千隼は一瞬戸惑った様子を見せたが、すぐに真剣な眼差しを柚羽に向ける。
「最初は東京で働きたいという自分の夢を追いかけたかったけど、東北支社で実際に働いてみたら、この会社の雰囲気や仲間たちが本当に素晴らしくて……」
「そっか。それならいいんだけどね」
柚羽は少し照れくさくなりながらも、彼の成長を見守ることができていることに嬉しさを感じた。
「だから、今は東北支社を選択を後悔していないんです。そして、念願の本社に来たことも。最初は不安もありましたけど、ここでの経験が自分を成長させてくれている実感があります」
柚羽は、千隼の真摯な姿に心を打たれた。千隼が自分の道を見つけていく姿は、まるで彼自身が新しい扉を開いているように感じられたから。
「私も、あの時に助けた彼の成長を見られて嬉しいよ」と、柚羽は素直な気持ちを伝えた。
「遠回りをしてでも本社に来たかったのは……」
「え?」
「あの時、三塚さんを好きになってしまったからですよ」
千隼が突然として、そんなことを言った。その瞬間、柚羽の心臓はドキッと跳ね上がった。
千隼の言葉はまるで直球のように、胸に突き刺さる。
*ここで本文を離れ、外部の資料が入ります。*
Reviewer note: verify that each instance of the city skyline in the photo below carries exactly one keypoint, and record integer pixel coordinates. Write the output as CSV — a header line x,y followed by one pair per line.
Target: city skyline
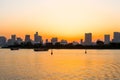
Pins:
x,y
66,19
88,38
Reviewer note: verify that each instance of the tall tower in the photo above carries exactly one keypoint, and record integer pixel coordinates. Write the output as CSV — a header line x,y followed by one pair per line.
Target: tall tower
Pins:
x,y
27,38
88,39
106,39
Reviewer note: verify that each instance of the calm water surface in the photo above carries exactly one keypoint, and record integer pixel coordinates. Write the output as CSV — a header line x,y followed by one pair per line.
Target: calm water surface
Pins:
x,y
62,65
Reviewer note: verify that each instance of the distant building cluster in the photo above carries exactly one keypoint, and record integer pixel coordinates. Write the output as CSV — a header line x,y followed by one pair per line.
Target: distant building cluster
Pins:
x,y
38,40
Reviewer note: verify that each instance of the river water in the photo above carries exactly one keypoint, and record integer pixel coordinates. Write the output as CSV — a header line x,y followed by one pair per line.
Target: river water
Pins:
x,y
25,64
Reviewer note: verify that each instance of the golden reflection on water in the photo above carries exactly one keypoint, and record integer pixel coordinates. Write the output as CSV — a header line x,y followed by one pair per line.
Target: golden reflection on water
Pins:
x,y
62,65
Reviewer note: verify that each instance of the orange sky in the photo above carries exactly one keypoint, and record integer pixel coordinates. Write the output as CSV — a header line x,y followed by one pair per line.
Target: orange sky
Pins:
x,y
65,19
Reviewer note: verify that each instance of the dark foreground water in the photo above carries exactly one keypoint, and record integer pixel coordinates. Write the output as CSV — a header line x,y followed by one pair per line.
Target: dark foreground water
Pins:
x,y
62,65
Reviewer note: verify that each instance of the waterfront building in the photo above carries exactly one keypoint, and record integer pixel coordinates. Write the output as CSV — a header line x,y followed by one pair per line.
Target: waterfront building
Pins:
x,y
88,39
37,38
116,37
107,39
63,42
27,38
2,41
54,40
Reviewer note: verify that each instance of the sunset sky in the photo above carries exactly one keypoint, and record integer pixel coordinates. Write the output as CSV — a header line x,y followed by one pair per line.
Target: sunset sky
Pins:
x,y
65,19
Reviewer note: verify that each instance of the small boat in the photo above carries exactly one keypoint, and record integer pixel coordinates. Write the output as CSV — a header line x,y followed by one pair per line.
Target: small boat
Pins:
x,y
14,48
40,49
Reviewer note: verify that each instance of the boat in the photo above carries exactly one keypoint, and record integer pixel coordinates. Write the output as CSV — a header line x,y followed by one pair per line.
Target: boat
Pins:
x,y
14,48
40,49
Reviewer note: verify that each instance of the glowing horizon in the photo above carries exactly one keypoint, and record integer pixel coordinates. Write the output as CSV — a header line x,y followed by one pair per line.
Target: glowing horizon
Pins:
x,y
65,19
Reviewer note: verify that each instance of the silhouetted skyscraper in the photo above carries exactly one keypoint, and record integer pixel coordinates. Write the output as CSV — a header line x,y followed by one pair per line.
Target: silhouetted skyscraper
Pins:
x,y
63,42
27,38
88,39
54,40
37,38
107,39
2,40
116,37
19,40
13,37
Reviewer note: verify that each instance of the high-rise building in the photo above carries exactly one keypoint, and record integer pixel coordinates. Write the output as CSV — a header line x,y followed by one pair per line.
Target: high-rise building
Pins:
x,y
107,39
13,37
27,38
37,38
19,40
63,42
116,37
88,39
2,40
12,40
81,41
54,40
46,41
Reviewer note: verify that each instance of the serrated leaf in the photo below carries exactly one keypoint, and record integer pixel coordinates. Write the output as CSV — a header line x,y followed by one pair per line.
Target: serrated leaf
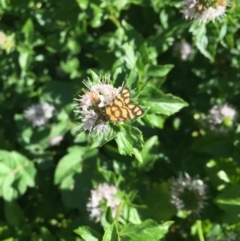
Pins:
x,y
159,70
148,230
69,164
165,104
130,141
111,233
13,213
17,173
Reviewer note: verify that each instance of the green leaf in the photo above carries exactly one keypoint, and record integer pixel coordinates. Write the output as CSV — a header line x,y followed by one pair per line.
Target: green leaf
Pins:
x,y
148,230
150,152
69,164
17,173
88,234
229,196
13,213
111,233
165,104
158,70
130,141
28,30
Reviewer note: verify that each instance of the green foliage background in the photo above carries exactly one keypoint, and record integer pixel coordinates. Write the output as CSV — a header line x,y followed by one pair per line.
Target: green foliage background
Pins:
x,y
57,44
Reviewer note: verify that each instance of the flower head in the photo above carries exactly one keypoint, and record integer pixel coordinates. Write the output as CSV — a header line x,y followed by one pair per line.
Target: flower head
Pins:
x,y
204,11
39,114
188,193
6,42
182,49
221,118
55,140
101,198
91,106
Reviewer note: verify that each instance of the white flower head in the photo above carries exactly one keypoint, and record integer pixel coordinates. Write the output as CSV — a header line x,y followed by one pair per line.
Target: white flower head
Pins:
x,y
55,140
182,49
39,114
101,198
91,106
221,118
204,11
6,42
188,193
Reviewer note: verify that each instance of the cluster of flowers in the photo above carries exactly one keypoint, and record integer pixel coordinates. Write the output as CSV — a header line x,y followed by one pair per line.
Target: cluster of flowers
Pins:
x,y
91,106
221,118
187,194
204,10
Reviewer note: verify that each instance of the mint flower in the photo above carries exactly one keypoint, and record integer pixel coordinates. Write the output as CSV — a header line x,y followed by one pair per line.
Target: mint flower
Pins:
x,y
101,198
91,106
188,193
204,10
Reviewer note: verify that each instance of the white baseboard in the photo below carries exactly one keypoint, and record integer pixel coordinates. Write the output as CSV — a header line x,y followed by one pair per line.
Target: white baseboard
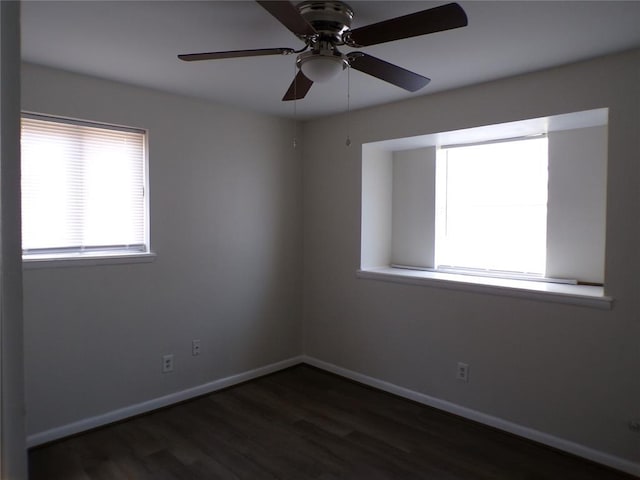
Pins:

彼の目は真剣で、その瞳には彼女への想いが映し出されているようだった。
「三塚さんに会いたくて、ずっと本社にくる機会を狙っていました」
その千隼の言葉に、柚羽は驚きと戸惑いを覚える。彼が自分のことをどれだけ考えてくれていたのか、心の奥で温かさが広がった。
「やっと、ここまで辿り着いたんだから、柚羽さんを堕としてみせます」
「へ?」
宣言した瞬間、千隼の真剣な表情が一層際立った。柚羽は目を合わせることができず、思わず視線を逸らす。
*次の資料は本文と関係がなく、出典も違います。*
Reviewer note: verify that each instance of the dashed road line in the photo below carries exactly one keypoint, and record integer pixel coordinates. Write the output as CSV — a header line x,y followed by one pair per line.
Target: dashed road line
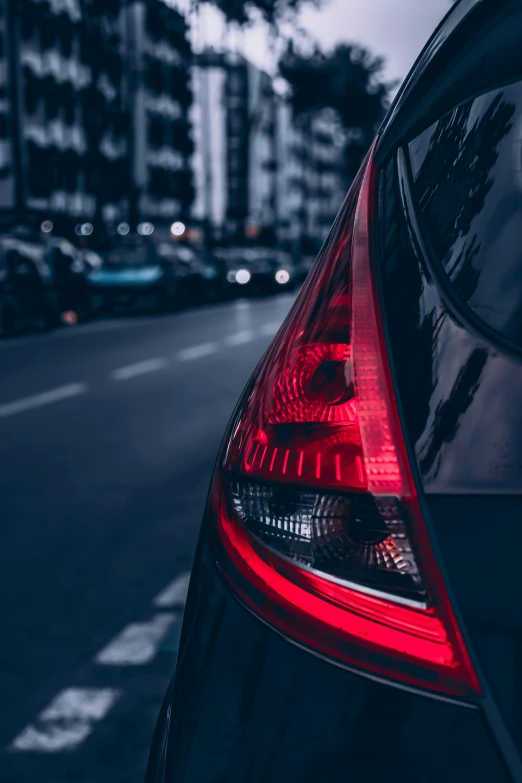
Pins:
x,y
175,594
67,721
138,643
239,338
197,351
139,368
44,398
270,329
131,371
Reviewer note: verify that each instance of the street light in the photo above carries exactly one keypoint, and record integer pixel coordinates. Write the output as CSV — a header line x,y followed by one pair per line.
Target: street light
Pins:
x,y
146,229
84,229
178,228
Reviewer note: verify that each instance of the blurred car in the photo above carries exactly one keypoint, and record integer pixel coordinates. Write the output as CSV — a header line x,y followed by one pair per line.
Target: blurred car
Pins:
x,y
354,611
197,275
70,269
27,292
257,269
134,274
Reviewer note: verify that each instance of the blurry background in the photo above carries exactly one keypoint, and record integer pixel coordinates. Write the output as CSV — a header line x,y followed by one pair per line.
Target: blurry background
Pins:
x,y
168,173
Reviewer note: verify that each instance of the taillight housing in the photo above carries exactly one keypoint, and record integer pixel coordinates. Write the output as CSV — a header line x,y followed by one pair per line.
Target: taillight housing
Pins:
x,y
318,527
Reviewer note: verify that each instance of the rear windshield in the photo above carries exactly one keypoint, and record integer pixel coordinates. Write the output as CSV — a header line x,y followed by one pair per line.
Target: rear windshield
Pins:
x,y
467,183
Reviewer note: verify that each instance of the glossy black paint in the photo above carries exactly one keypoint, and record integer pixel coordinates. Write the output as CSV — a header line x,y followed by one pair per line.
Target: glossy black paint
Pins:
x,y
467,186
250,706
459,398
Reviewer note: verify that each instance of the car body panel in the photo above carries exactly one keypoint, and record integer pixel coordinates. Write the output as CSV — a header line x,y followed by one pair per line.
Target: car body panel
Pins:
x,y
247,705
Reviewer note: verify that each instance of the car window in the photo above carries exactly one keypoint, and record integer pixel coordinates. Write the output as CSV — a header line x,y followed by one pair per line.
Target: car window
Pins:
x,y
467,184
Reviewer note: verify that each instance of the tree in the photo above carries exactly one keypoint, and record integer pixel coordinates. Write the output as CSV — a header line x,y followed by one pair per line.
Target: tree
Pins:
x,y
349,80
273,11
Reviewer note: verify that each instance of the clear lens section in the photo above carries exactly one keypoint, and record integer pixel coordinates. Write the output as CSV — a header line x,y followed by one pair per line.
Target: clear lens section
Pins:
x,y
352,538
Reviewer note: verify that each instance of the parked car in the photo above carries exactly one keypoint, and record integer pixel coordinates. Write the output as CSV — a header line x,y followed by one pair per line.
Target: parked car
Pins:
x,y
257,270
134,274
354,611
70,269
27,293
197,275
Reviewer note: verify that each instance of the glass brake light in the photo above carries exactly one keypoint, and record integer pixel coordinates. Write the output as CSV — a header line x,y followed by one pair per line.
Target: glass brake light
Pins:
x,y
319,529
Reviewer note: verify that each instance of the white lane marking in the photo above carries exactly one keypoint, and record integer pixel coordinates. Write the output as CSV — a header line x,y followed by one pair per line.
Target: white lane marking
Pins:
x,y
44,398
138,643
197,351
270,329
240,338
140,368
67,721
175,593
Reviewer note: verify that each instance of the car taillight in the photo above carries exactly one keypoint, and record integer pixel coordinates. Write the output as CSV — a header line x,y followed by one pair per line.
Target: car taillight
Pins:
x,y
319,528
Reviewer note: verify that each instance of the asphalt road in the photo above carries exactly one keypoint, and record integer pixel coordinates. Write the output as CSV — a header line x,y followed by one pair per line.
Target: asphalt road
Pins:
x,y
108,434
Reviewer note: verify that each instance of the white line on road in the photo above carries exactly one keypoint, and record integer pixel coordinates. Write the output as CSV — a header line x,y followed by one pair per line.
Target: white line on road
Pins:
x,y
270,329
197,351
67,721
175,593
240,338
44,398
140,368
138,643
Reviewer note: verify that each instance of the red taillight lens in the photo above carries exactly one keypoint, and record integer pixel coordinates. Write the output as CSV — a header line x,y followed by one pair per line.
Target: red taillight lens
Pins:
x,y
319,526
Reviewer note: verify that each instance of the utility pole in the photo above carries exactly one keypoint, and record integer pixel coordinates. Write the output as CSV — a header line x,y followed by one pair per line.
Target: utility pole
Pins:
x,y
130,59
13,9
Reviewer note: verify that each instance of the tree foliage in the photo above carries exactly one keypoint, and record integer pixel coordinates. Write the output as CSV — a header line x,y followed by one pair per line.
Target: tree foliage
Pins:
x,y
349,80
273,11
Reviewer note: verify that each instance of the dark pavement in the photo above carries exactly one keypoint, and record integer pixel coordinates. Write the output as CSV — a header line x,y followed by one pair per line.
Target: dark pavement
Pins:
x,y
108,435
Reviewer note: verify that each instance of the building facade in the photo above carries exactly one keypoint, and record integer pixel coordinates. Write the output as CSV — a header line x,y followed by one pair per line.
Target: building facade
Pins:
x,y
261,174
63,125
159,81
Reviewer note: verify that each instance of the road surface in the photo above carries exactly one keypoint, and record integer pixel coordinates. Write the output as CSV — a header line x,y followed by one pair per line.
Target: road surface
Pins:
x,y
108,434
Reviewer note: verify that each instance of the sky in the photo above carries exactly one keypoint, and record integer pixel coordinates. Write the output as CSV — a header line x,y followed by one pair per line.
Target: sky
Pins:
x,y
395,29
「む、無理無理、無理! あなたは年下だし、私と貴方は六つも違うんだからねー!」
心を乱されつつも、柚羽は反射的に言い返す。自分の声が震えているのが分かる。年下の彼に対する抵抗感が、言葉の端々ににじみ出る。しかし、千隼は怯むことなく、柚羽の反応を楽しんでいるかのように見える。
「ゆっくりと堕としますよ、絶対に」と、ニヤッと笑う千隼の表情には、自信があふれていた。
柚羽の頬は真っ赤になり、思わず顔を背けてしまう。
千隼の強気な態度に柚羽は戸惑いながらも、心の中には嬉しさもあった。
(な、な、何だろう? どういう態度を取るのが正解?)
千隼の言葉が未来にどんな影響を与えるのか、考えるだけで胸が高鳴る。彼との関係が、どのように変わっていくのか、彼女の心には新たな感情が芽生え始めていた。
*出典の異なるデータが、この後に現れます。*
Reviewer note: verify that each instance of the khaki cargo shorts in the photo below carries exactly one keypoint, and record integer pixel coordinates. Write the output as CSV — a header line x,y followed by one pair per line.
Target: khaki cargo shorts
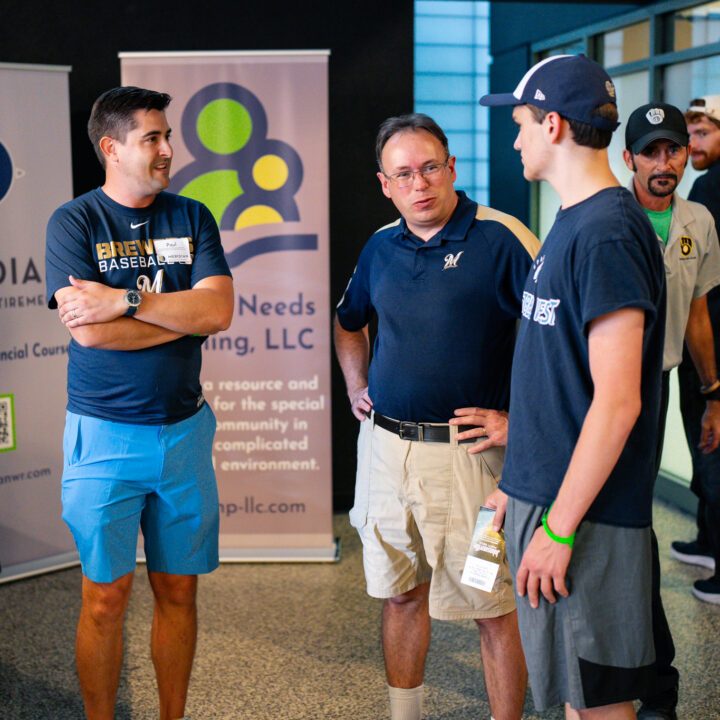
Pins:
x,y
415,509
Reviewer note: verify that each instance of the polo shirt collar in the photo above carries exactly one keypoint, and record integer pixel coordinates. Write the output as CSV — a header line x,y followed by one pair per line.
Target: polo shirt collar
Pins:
x,y
454,230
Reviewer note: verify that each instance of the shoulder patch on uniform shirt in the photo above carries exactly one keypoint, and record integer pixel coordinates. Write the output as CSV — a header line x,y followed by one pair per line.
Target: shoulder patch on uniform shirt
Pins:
x,y
527,239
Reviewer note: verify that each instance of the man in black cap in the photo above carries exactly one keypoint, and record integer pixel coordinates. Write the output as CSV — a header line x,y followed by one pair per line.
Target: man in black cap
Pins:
x,y
656,140
703,119
584,407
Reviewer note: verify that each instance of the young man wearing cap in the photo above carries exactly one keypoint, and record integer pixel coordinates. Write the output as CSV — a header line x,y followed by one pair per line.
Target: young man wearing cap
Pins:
x,y
445,281
656,141
703,119
579,467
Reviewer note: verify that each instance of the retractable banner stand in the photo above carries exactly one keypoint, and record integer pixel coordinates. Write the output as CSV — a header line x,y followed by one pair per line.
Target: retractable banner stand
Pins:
x,y
250,140
35,179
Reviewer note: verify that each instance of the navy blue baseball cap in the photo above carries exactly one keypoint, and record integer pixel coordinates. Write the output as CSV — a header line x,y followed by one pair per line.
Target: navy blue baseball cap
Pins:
x,y
572,85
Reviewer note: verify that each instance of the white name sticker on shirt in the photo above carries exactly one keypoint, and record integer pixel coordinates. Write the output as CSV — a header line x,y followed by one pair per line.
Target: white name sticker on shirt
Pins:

それと同時に、年下は無理だということ、相手が千隼は無理だということを柚羽は考えていた。
「む、無理なものは無、理、だからね」
二人の間に流れる空気は、ただの友人以上の何かを示唆しているようだった。
「そんなに否定されると余計に手に入れたくなります」
まるで柚羽をからかうように、クスクスと笑う千隼。
(嘘なのか、本気なのか、どっちなのよ?)
柚羽の頭の中で繰り返し、千隼の告白がリピートされてしまう。柚羽は落ち着かない気持ちのまま、次の営業先に向かうのだった。